In a World...
It was voiceover artist Don LaFontaine who immortalised that simple phrase that became synonymous with film trailers – he narrated more than 5,000 before he died in 2008. His baritone echo lives on in YouTube clips, and now in this hilarious debut from Lake Bell.
In a World... is partly a sharp comedy (with feel good romantic elements), but also an affectionate tribute to the voiceover world. Lafontaine’s absence opens a spot for a new trailer champion – the rivals are Ken Marino, Fred Melamed and Bell. Crucially, Bell is using her vocal cords as a weapon against a male-dominated firm. So there’s more than pride at stake, especially as it’s so well pronounced.
Bell isn’t a newcomer to cinema. If you haven’t heard the name, you probably recognise her as the quirky best friend from a few lousy romcoms. Knowing that, it’s easy to be sceptical, but In a World... is tremendously sharp and witty. Bell takes upon duties as director, writer and lead, so there’s a sense that it’s all her vision – one that she’s spent years developing.
The voiceover world is ripe for comedy; observe the “Break a lung!” punchlines and absurd vocal exercises. Luckily, Bell’s astute script has a joke every other line – all without emulating a sitcom. In the lead, she sells every line with perfect timing and verbose exuberance, while adeptly flexing her larynx muscles.
Perhaps Bell is aware herself of what it’s like to be a talented performer, but reduced to a one-liner exposition-laden best friend. This might be why the ensemble cast have their own killer lines and personalities, meaning zingers bounce around like a vocal pinball. The list of scene stealers includes Tig Notaro, Nick Offerman, Rob Corrdry and, remarkably, Demetri Martin as a romantic male lead.

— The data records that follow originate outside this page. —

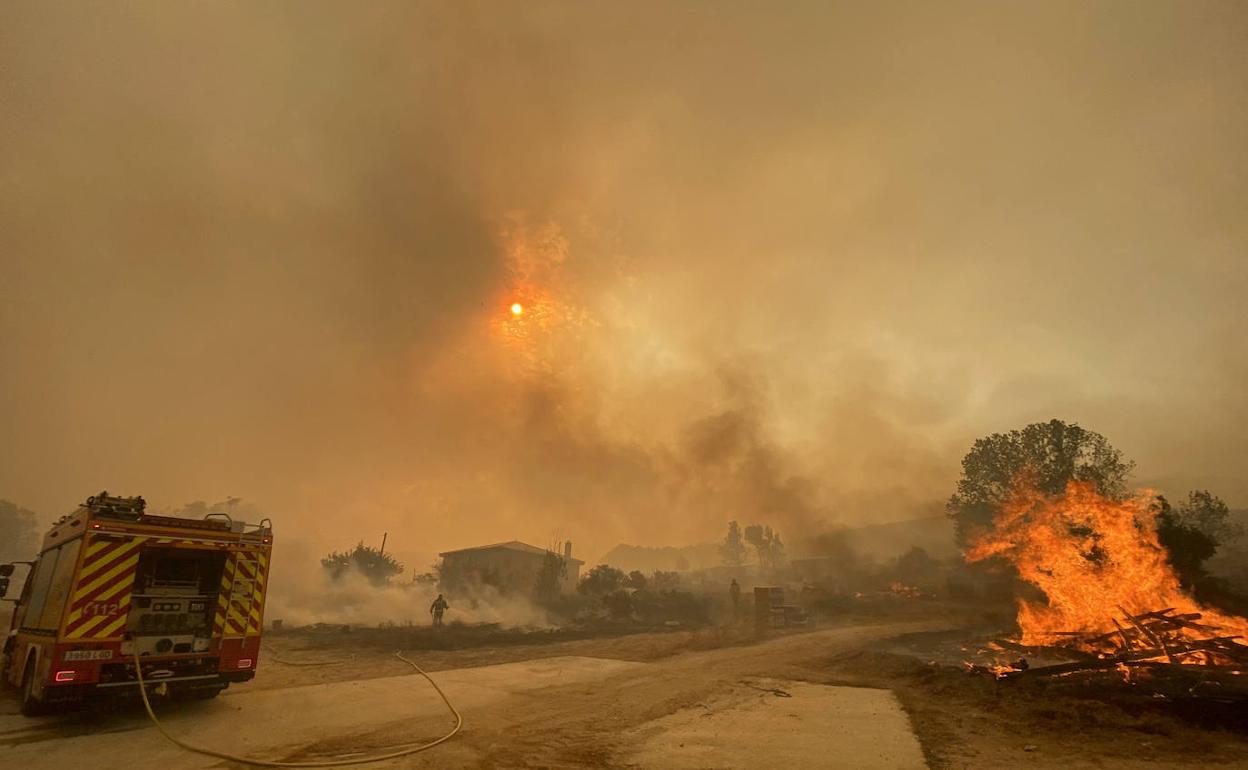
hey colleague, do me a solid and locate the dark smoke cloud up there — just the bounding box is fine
[2,2,1246,573]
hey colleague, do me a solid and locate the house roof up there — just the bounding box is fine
[438,540,585,565]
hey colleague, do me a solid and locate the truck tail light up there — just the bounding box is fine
[237,659,252,669]
[55,670,77,682]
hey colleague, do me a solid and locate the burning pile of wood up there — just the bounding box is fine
[960,481,1248,699]
[970,605,1248,686]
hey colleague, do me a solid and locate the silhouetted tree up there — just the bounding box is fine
[947,419,1134,547]
[719,521,746,567]
[627,570,647,590]
[743,524,785,568]
[322,542,404,586]
[1155,491,1240,589]
[534,551,567,603]
[578,564,626,596]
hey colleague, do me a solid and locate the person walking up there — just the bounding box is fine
[430,593,449,627]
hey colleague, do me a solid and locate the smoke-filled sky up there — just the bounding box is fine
[3,2,1246,570]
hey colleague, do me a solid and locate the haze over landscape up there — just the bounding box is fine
[3,2,1247,571]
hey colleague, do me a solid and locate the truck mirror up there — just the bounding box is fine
[0,564,13,577]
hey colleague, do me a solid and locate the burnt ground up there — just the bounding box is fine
[254,604,1248,768]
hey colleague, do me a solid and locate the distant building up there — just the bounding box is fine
[438,540,583,596]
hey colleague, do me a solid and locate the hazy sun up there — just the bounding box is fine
[510,302,524,316]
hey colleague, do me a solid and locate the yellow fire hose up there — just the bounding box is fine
[132,651,462,767]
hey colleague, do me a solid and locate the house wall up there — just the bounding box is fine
[561,560,581,593]
[440,548,580,597]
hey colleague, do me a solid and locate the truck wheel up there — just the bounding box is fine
[20,660,47,717]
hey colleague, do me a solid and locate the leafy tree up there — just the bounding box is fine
[627,570,647,590]
[321,542,404,586]
[534,551,568,603]
[0,499,40,563]
[719,520,746,567]
[578,564,626,596]
[947,419,1134,547]
[1155,490,1240,589]
[743,524,785,568]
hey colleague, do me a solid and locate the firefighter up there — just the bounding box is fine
[729,578,741,616]
[430,594,449,627]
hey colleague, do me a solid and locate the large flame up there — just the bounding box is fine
[965,478,1248,654]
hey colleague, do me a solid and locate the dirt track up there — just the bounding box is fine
[348,619,944,768]
[202,619,942,768]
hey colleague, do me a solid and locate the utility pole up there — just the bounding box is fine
[379,532,388,557]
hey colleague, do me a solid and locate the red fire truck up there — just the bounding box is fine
[1,492,273,715]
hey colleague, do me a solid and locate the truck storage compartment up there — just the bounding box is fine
[127,548,227,655]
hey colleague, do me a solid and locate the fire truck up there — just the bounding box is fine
[1,492,273,715]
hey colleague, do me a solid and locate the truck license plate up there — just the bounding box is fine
[62,650,114,661]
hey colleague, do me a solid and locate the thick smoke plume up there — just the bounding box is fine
[3,3,1246,579]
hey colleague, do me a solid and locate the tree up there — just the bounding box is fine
[947,419,1134,547]
[769,530,785,567]
[719,521,746,567]
[627,570,648,590]
[1155,490,1240,589]
[534,551,567,603]
[578,564,626,596]
[0,499,40,563]
[321,542,404,586]
[743,524,785,568]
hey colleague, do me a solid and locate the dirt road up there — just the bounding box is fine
[387,619,941,769]
[2,621,937,769]
[4,616,1247,768]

Bell's passion is obvious, in both the subject and craft. It should just be a slight comedy, but it leaves a timeless aura. The retro soundtrack stops the comedy from feeling dated; it's shot in LA, but you never see a palm tree. The credits open with “Everybody Wants to Rule the World” by Tears for Fears, and all I could think is that Bell has a promising career as a writer and director – and one who can narrate her own trailers.